Why we care. In this AI-centric era, interpreting performance metrics can be a challenge. Knowing that both AI Overviews and blue links count as a single impression clarifies how these listings influence visibility. Although the impression count doesn’t rise, appearing in both strengthens brand visibility and boosts credibility among Google users.
Recently, I was fascinated to learn that Google is taking a firm stance by keeping ads out of Gemini, its conversational AI, for the time being. As the CEO of Google DeepMind, Demis Hassabis, stated, they are focusing on ensuring trust and high-quality assistance rather than pursuing monetization right now.
What’s New. At the World Economic Forum in Davos, Hassabis confirmed that Google has “no plans” to introduce ads into Gemini just yet. He stressed the significance of improving the AI assistant’s capability and usability across various platforms before thinking about monetizing it.

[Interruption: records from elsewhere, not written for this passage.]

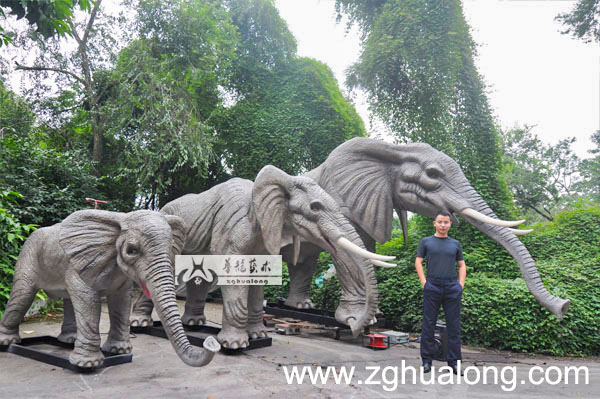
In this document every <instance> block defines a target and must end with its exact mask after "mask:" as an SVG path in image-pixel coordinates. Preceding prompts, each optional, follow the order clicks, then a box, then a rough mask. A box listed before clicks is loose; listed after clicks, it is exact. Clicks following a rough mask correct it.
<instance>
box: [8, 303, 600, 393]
mask: <svg viewBox="0 0 600 399" xmlns="http://www.w3.org/2000/svg"><path fill="white" fill-rule="evenodd" d="M207 316H208V319H209V320H211V321H216V322H218V321H220V305H217V304H208V306H207ZM107 319H108V315H107V314H106V313H105V312H104V313H103V321H102V324H101V331H103V332H106V331H108V323H107ZM59 330H60V325H59V324H58V323H57V322H51V321H44V322H34V323H26V324H24V325H22V326H21V331H22V334H21V335H22V337H29V336H37V335H46V334H50V335H57V334H58V332H59ZM25 331H27V332H29V333H28V334H25V333H24V332H25ZM271 336H272V338H273V345H272V346H271V347H268V348H262V349H257V350H254V351H248V352H245V353H241V354H238V355H223V354H217V356H215V358H214V360H213V361H212V363H211V364H209V365H208V366H206V367H203V368H191V367H188V366H186V365H185V364H183V363H182V362H181V361H180V360H179V358H178V357H177V356H176V355H175V353H174V351H173V350H172V348H171V346H170V344H169V342H168V341H167V340H163V339H161V338H156V337H152V336H147V335H142V334H138V335H137V336H136V337H134V338H132V342H133V347H134V349H133V362H132V363H129V364H125V365H119V366H114V367H109V368H105V369H101V370H99V371H97V372H93V373H90V374H76V373H73V372H71V371H68V370H64V369H61V368H57V367H55V366H50V365H46V364H43V363H38V362H35V361H33V360H30V359H26V358H21V357H19V356H16V355H14V354H11V353H0V398H59V397H60V398H117V397H119V398H130V397H131V398H164V397H168V398H214V399H221V398H235V399H242V398H244V399H245V398H352V397H356V398H361V399H362V398H428V399H432V398H437V397H453V398H463V397H473V398H481V397H485V398H496V397H498V398H509V397H528V398H531V397H533V398H545V399H547V398H557V397H561V398H592V397H598V390H599V388H600V360H599V359H598V358H593V359H571V358H552V357H546V356H527V355H517V354H511V353H508V352H497V351H489V350H484V349H480V348H471V347H466V348H463V358H464V363H465V364H464V365H463V368H465V367H469V366H470V367H471V368H470V369H467V375H466V376H465V377H463V379H461V383H458V382H457V381H456V380H454V381H453V382H454V383H450V380H449V379H448V377H449V374H446V373H443V372H442V373H440V372H439V370H437V369H435V367H434V372H436V371H437V373H435V374H433V375H434V380H433V382H434V383H433V384H427V382H428V381H430V378H431V377H430V376H431V375H432V374H428V375H425V379H424V380H423V381H420V379H419V375H418V374H417V381H416V384H413V383H412V372H411V371H410V369H408V366H412V367H415V368H416V370H417V373H419V366H420V359H419V348H418V344H414V343H411V344H406V345H397V346H393V347H392V348H390V349H388V350H383V351H372V350H370V349H366V348H363V347H361V342H360V340H359V339H352V337H351V336H342V339H341V340H339V341H336V340H334V339H331V338H328V337H327V336H326V335H324V334H316V333H311V334H303V335H302V336H282V335H277V334H275V333H273V334H271ZM402 361H404V364H405V372H404V374H405V376H406V381H405V384H402V374H403V371H402ZM436 365H437V366H442V365H443V364H442V363H434V366H436ZM293 366H298V367H299V368H300V369H299V370H301V368H302V367H304V366H307V367H309V368H310V369H311V371H313V372H314V371H316V370H317V367H318V366H321V367H322V369H323V371H324V372H325V370H327V367H335V370H336V372H337V373H339V372H340V369H341V368H342V367H346V368H347V370H348V372H349V371H350V368H351V367H354V377H353V379H352V382H351V383H350V384H346V383H343V384H336V383H335V382H334V378H333V374H330V376H329V378H328V380H327V382H326V383H321V382H318V383H314V384H313V383H311V382H310V381H308V379H306V380H305V381H304V383H303V384H298V383H293V384H287V382H286V374H285V369H286V368H287V369H288V371H291V368H292V367H293ZM490 366H495V367H497V369H498V380H497V381H498V383H497V384H494V383H493V378H492V377H493V373H492V371H491V369H486V368H489V367H490ZM534 366H538V367H541V369H532V367H534ZM569 366H576V367H581V366H584V367H587V369H588V370H589V384H584V383H583V382H584V381H583V378H582V379H581V380H580V382H579V384H577V385H576V384H574V371H572V372H571V374H570V379H569V383H568V384H565V382H564V375H565V367H569ZM377 368H379V369H377ZM503 368H504V369H503ZM486 370H487V371H486ZM502 370H504V371H502ZM530 370H533V371H532V376H533V377H534V382H539V379H540V378H542V377H543V376H544V372H547V373H548V377H549V378H550V382H556V381H557V380H558V373H559V371H560V372H561V373H562V374H563V379H562V381H560V382H558V383H557V384H556V385H551V384H549V383H546V382H542V383H541V384H538V385H536V384H533V383H531V382H529V381H528V376H529V373H530ZM330 371H332V369H330ZM373 372H375V373H374V375H373V376H372V378H371V379H370V380H369V376H370V375H371V374H372V373H373ZM478 373H479V375H480V381H479V383H477V384H471V383H472V382H475V381H476V377H477V374H478ZM484 373H485V374H486V375H487V376H488V377H487V378H488V381H487V384H484V383H483V381H482V379H483V374H484ZM502 373H504V374H502ZM395 375H396V376H397V379H396V378H395ZM502 376H504V379H502ZM580 377H583V374H580ZM465 378H466V379H465ZM395 380H396V381H397V384H396V382H395ZM377 381H379V382H380V383H379V384H372V383H374V382H377ZM522 381H523V382H524V383H522ZM367 382H371V383H367ZM503 386H504V388H505V389H506V390H503V389H502V387H503ZM386 389H387V390H386Z"/></svg>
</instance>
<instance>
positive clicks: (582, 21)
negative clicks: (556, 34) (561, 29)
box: [556, 0, 600, 43]
mask: <svg viewBox="0 0 600 399" xmlns="http://www.w3.org/2000/svg"><path fill="white" fill-rule="evenodd" d="M599 16H600V0H579V1H578V2H577V4H575V7H573V10H571V12H570V13H567V14H560V15H558V16H557V17H556V19H557V20H559V21H561V22H562V23H563V24H564V25H565V27H566V29H565V30H564V31H563V32H562V33H565V34H572V35H573V36H575V37H576V38H578V39H583V40H584V41H585V42H586V43H589V42H592V41H594V40H595V41H600V21H599V20H600V18H599Z"/></svg>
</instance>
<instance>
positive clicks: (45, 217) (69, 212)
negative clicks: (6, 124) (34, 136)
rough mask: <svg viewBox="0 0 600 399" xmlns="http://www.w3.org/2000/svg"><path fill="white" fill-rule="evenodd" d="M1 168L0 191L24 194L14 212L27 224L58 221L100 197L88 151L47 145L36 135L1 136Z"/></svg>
mask: <svg viewBox="0 0 600 399" xmlns="http://www.w3.org/2000/svg"><path fill="white" fill-rule="evenodd" d="M0 170H2V171H3V174H2V176H0V190H9V191H17V192H20V193H21V194H22V196H20V197H19V200H18V206H17V207H14V208H13V210H12V212H13V214H14V215H15V216H16V217H17V218H18V219H19V220H21V221H23V222H24V223H26V224H36V225H41V226H48V225H52V224H55V223H58V222H60V221H62V219H64V218H65V217H66V216H67V215H69V214H70V213H71V212H74V211H76V210H79V209H83V208H88V207H89V206H90V205H89V204H87V203H86V202H85V198H86V197H94V198H98V197H99V196H100V195H99V192H98V188H97V187H98V179H97V178H96V177H95V176H94V175H93V170H92V166H91V163H90V162H89V161H87V160H86V156H85V154H82V153H81V152H78V151H68V152H58V151H56V150H52V149H48V148H44V145H43V143H40V142H38V141H37V140H36V139H35V138H31V137H25V138H21V137H16V136H12V135H11V136H6V137H4V138H2V139H0Z"/></svg>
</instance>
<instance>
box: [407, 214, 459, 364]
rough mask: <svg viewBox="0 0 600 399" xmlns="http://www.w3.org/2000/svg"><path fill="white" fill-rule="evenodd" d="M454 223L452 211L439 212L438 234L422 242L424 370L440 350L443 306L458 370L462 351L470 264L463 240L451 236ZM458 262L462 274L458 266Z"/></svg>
mask: <svg viewBox="0 0 600 399" xmlns="http://www.w3.org/2000/svg"><path fill="white" fill-rule="evenodd" d="M451 225H452V222H451V220H450V213H448V212H446V211H439V212H438V213H437V215H436V216H435V220H434V221H433V226H434V227H435V234H434V235H432V236H429V237H425V238H423V239H422V240H421V242H420V243H419V248H418V249H417V258H416V259H415V269H417V274H418V275H419V280H421V285H422V286H423V324H422V329H421V358H422V359H423V372H425V373H428V372H430V371H431V363H432V361H433V357H434V356H435V353H436V348H435V344H434V340H433V334H434V329H435V324H436V321H437V315H438V311H439V309H440V305H442V306H443V307H444V313H445V314H446V328H447V330H446V331H447V333H448V359H447V360H448V366H450V367H452V370H453V371H454V374H456V373H457V369H456V364H457V361H458V360H461V358H462V356H461V352H460V300H461V298H462V290H463V287H464V285H465V278H466V276H467V266H466V265H465V261H464V258H463V254H462V247H461V246H460V243H459V242H458V241H456V240H455V239H453V238H450V237H448V230H450V226H451ZM423 259H427V277H425V274H424V273H423ZM457 263H458V276H457V273H456V265H457Z"/></svg>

The Contrast. This announcement stands in stark contrast to OpenAI’s recent decision to start testing ads in the free and budget-friendly tiers of ChatGPT. Hassabis found this move “interesting” and hinted it might be more about immediate revenue needs than a thoughtful product strategy.
Why We Care. For me, Google’s consistent decision to exclude ads from Gemini clearly suggests that monetizing AI won’t mimic the strategies we’ve seen in search or social media anytime soon. This cautious approach could initially limit ad opportunities in conversational AI. With competitors like OpenAI exploring ads, advertisers may need to experiment with these formats outside of Google’s ecosystem first.
Looking ahead, I believe Google’s approach hints at any potential future ad integration in Gemini being more restrained, prioritizing trust and taking longer to scale. This will influence how brands plan their AI-driven media strategies.
Not the First Denial. Interestingly, this is not the first time Google’s leadership has publicly opposed the idea of ads in Gemini. In December, Google Ads President Dan Taylor clarified that ads wouldn’t be a part of Gemini in 2026, indicating a unified stance on keeping it ad-free, at least for now.
Trust at Stake. Hassabis also expressed concerns about integrating advertising into such a personal AI assistant. He emphasized that maintaining unbiased and genuinely helpful recommendations is crucial to avoid eroding user trust.
Bottom Line. It’s fascinating to see Google, a company whose core business revolves around advertising, showing this level of restraint. By keeping AI assistants like Gemini free from ads, at least for now, Google aims to avoid blurring the line between help and influence as it enhances their capabilities.